Last month Labour councillors blocked an SNP-led plan to relocate the council headquarters to the heart of the town, while opening an arts centre capable of attracting people to an area reeling from a series of high profile retail departures.
Labour Group Robert Bissett argued there was a long list of spending priorities across the area and that a £45million new dewelopment could not be justified.
Labour members sparked fury by dubbing the plan “Cecil’s Castle” - alluding to SNP council leader Cecil Meiklejohn, implying the scheme was a mere vanity project.
However this week’s fresh town centre retail woes have prompted both Howgate Shopping Centre general manager Suzanne Arkinson and now Mr Flynn to launch a new appeal urging support for the plan.
The Howgate’s branch of Watts Brothers has folded, with the collapse of the company, and High Street women’s fashion store Bonmarché is in administration - although continuing to trade, pending rescue efforts.
Mr Flynn, owner of award-winning town centre licensed venue Behind the Wall, said: “An arts centre and (council) headquarters are absolutely vital for the future viability of Falkirk town centre.

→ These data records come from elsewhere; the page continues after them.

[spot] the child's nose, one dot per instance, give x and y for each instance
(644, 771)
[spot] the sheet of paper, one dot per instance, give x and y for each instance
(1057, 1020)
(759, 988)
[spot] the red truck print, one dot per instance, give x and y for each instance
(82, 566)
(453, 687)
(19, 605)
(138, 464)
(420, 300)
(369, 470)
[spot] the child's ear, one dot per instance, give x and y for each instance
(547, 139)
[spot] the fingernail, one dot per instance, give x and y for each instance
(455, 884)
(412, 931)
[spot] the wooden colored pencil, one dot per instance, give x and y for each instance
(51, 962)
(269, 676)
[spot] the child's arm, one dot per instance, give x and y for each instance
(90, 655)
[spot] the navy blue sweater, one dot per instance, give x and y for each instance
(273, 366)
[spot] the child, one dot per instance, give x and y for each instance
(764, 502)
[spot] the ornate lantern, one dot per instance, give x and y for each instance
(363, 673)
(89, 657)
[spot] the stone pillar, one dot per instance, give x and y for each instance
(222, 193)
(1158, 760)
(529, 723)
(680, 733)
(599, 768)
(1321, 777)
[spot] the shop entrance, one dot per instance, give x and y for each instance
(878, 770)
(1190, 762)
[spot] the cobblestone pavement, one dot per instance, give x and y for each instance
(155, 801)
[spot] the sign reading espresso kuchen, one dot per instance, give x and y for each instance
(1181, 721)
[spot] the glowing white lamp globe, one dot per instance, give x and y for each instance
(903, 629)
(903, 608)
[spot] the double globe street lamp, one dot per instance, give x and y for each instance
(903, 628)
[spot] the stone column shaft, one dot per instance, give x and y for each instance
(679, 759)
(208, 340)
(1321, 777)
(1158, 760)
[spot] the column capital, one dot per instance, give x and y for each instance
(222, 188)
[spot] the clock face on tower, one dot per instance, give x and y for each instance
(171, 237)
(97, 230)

“It would be fantastic if our local representatives showed faith in their town centre, and everyone else would follow suit.
“I am sure Falkirk would be all the richer for it in the future”.
Last month Behind the Wall was offered as a venue after an SNP councillor challenged Labour to debate whether or not the council should build a new headquarters and arts centre.
Councillor David Alexander offered to take on the Labour group leader, Robert Bissett, after Labour members withdrew support for the plan.
The Labour group has said that the uncertainty caused by Brexit along with continuing austerity meant they could no longer support plans that concentrated resources on just one part of the district.
However the latest closures are seen by the scheme’s supporters as having given fresh impetus to the idea.
Suzanne Arkinson said if the council would not invest in the town centre, neither would anybody else.